While Mechanistic Interpretability has identified interpretable circuits in LLMs, their causal origins in training data remain elusive. We introduce Mechanistic Data Attribution (MDA), a scalable framework that employs Influence Functions to trace interpretable units back to specific training samples. Through extensive experiments on the Pythia family, we causally validate that targeted intervention--removing or augmenting a small fraction of high-influence samples--significantly modulates the emergence of interpretable heads, whereas random interventions show no effect. Our analysis reveals that repetitive structural data (e.g., LaTeX, XML) acts as a mechanistic catalyst. Furthermore, we observe that interventions targeting induction head formation induce a concurrent change in the model's in-context learning (ICL) capability. This provides direct causal evidence for the long-standing hypothesis regarding the functional link between induction heads and ICL. Finally, we propose a mechanistic data augmentation pipeline that consistently accelerates circuit convergence across model scales, providing a principled methodology for steering the developmental trajectories of LLMs.
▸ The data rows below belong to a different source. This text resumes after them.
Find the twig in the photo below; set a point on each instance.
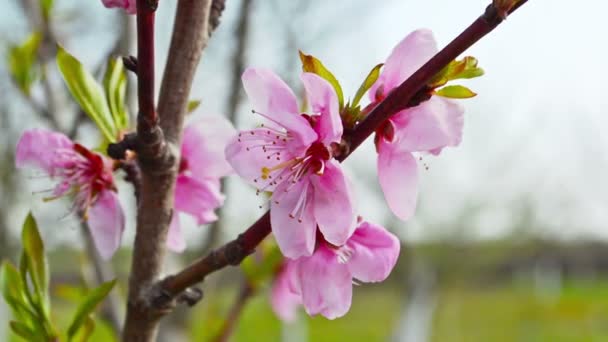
(245, 293)
(400, 98)
(238, 65)
(156, 145)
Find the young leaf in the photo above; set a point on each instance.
(88, 305)
(37, 264)
(369, 81)
(22, 62)
(313, 65)
(46, 7)
(455, 92)
(87, 92)
(193, 105)
(115, 86)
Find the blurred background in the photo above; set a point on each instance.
(509, 239)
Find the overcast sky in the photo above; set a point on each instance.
(535, 135)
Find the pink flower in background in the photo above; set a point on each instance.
(130, 6)
(323, 282)
(84, 175)
(202, 164)
(428, 127)
(291, 155)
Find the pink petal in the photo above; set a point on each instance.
(408, 56)
(203, 146)
(375, 253)
(398, 175)
(272, 98)
(196, 197)
(38, 147)
(106, 222)
(333, 204)
(295, 239)
(175, 238)
(283, 296)
(324, 101)
(432, 125)
(326, 285)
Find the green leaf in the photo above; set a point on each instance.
(86, 330)
(115, 86)
(455, 92)
(87, 92)
(312, 64)
(88, 305)
(369, 81)
(37, 264)
(24, 331)
(193, 105)
(462, 69)
(22, 62)
(13, 290)
(46, 6)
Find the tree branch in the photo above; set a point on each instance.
(405, 95)
(156, 144)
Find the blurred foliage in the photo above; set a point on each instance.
(26, 291)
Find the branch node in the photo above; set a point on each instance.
(190, 296)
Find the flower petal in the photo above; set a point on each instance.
(333, 204)
(324, 101)
(106, 222)
(375, 253)
(430, 126)
(326, 285)
(39, 147)
(273, 99)
(295, 238)
(196, 197)
(203, 146)
(283, 297)
(398, 175)
(175, 238)
(409, 55)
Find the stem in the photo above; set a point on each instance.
(246, 292)
(241, 35)
(156, 144)
(400, 98)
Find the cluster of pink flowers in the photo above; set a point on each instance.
(292, 156)
(311, 205)
(87, 177)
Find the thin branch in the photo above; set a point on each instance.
(241, 35)
(402, 97)
(245, 293)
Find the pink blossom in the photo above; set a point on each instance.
(428, 127)
(202, 164)
(130, 6)
(323, 282)
(83, 175)
(291, 155)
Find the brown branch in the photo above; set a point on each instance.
(245, 293)
(156, 144)
(402, 97)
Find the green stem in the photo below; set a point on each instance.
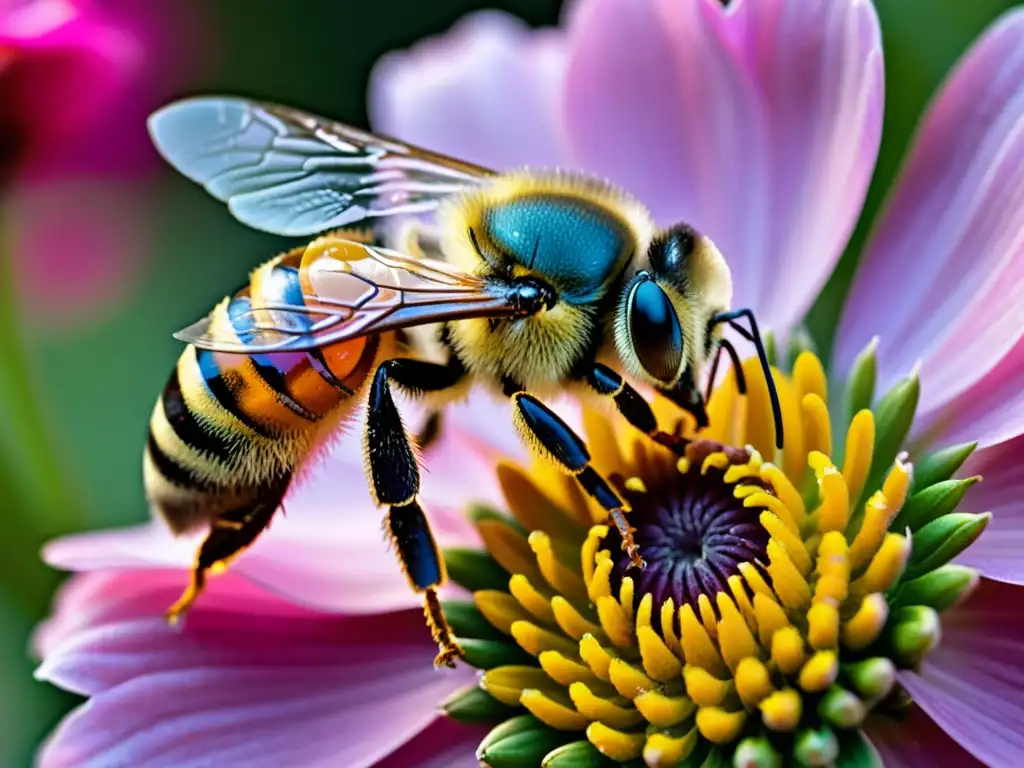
(36, 501)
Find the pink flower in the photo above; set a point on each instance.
(759, 123)
(77, 81)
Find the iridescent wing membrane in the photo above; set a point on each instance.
(348, 290)
(287, 172)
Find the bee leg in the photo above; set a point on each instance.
(632, 406)
(544, 431)
(229, 535)
(737, 369)
(394, 476)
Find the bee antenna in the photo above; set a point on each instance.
(754, 335)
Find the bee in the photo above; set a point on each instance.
(529, 283)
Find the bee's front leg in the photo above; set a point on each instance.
(551, 437)
(394, 476)
(632, 406)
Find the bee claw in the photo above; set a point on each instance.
(448, 655)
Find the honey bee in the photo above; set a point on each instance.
(530, 283)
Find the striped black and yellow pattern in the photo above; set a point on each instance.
(229, 426)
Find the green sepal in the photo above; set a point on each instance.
(872, 678)
(485, 654)
(757, 752)
(576, 755)
(941, 465)
(860, 385)
(893, 417)
(479, 512)
(816, 747)
(931, 503)
(941, 540)
(511, 727)
(855, 751)
(842, 709)
(524, 749)
(914, 633)
(940, 589)
(467, 621)
(800, 341)
(474, 569)
(475, 706)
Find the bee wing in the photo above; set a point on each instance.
(349, 290)
(290, 173)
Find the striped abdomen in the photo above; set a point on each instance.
(228, 426)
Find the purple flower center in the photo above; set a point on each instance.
(693, 534)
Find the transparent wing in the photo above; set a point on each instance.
(348, 290)
(287, 172)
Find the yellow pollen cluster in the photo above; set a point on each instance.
(782, 646)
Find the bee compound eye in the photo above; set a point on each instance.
(654, 331)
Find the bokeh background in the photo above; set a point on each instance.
(105, 252)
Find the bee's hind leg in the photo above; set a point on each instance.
(229, 535)
(547, 434)
(394, 477)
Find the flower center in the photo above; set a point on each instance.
(694, 534)
(779, 601)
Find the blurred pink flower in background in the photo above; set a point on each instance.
(760, 124)
(77, 81)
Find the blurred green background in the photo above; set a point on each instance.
(77, 385)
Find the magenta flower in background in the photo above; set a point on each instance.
(77, 80)
(310, 650)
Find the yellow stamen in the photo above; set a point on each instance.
(663, 711)
(817, 429)
(864, 627)
(500, 608)
(753, 681)
(886, 566)
(530, 599)
(720, 726)
(781, 710)
(859, 449)
(560, 578)
(563, 670)
(819, 672)
(734, 638)
(658, 660)
(615, 744)
(629, 681)
(551, 712)
(664, 751)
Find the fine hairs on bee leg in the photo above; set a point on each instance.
(632, 406)
(229, 535)
(754, 335)
(725, 345)
(394, 476)
(553, 438)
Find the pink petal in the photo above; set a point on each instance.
(758, 123)
(302, 688)
(915, 742)
(327, 550)
(997, 552)
(487, 91)
(971, 684)
(942, 280)
(443, 743)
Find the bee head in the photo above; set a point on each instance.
(648, 333)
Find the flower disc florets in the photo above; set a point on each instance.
(778, 601)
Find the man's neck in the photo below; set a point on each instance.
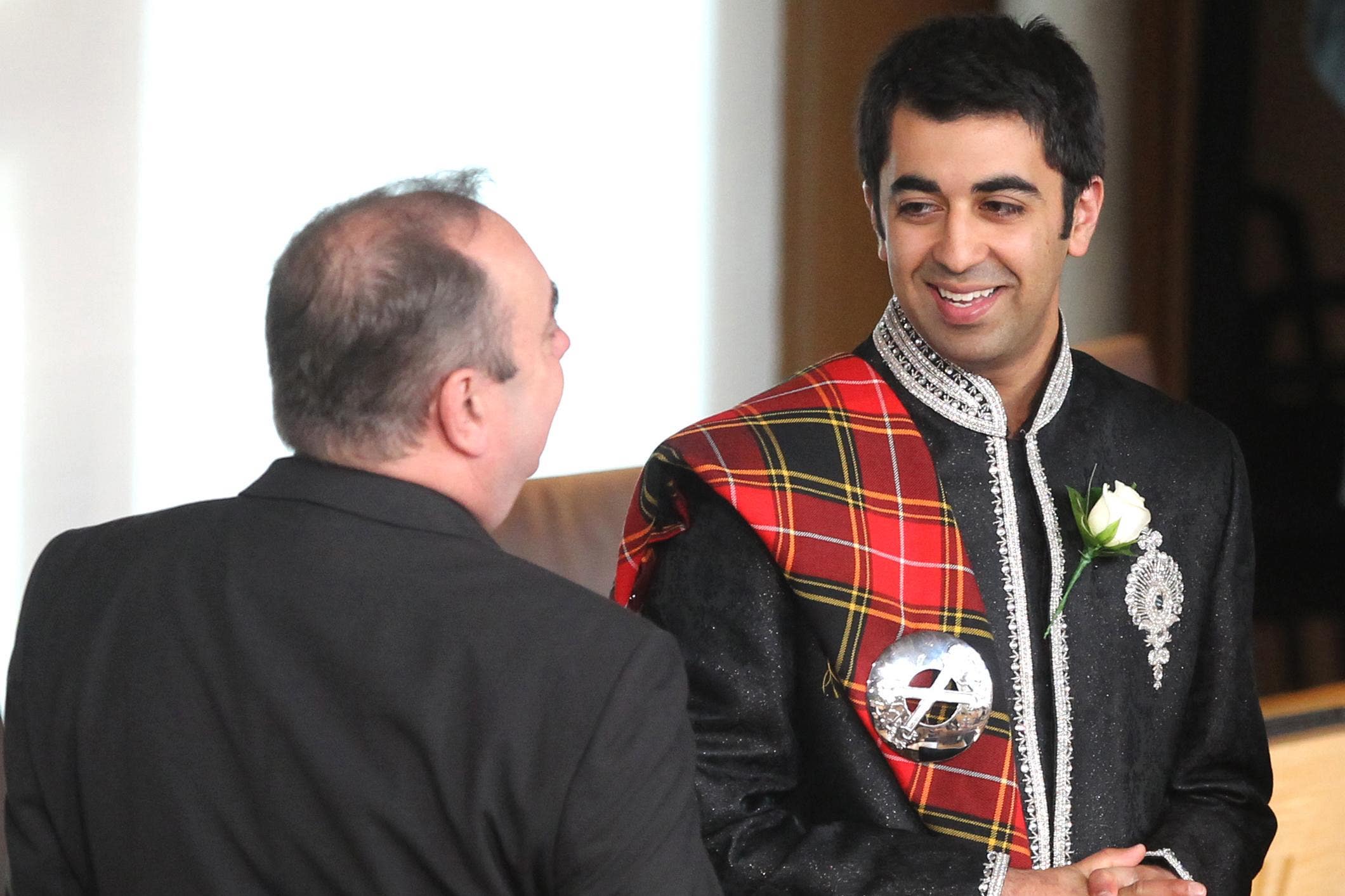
(1021, 395)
翻译：尽管机制可解释性研究已在大语言模型中发现可解释电路，但其在训练数据中的因果起源仍不明确。我们提出机制性数据归因（MDA），这是一个可扩展的框架，利用影响函数将可解释单元溯源至特定训练样本。通过对Pythia模型系列的广泛实验，我们因果验证了定向干预——移除或增强少量高影响力样本——能显著调控可解释注意力头的形成，而随机干预则无此效果。分析表明，重复性结构化数据（如LaTeX、XML）发挥着机制催化剂的作用。此外，我们发现针对归纳头形成的干预会同步改变模型的上下文学习能力，这为关于归纳头与上下文学习功能关联的长期假设提供了直接因果证据。最后，我们提出一种机制性数据增强流程，可在不同模型规模上持续加速电路收敛，为引导大语言模型发展轨迹提供了原理性方法论。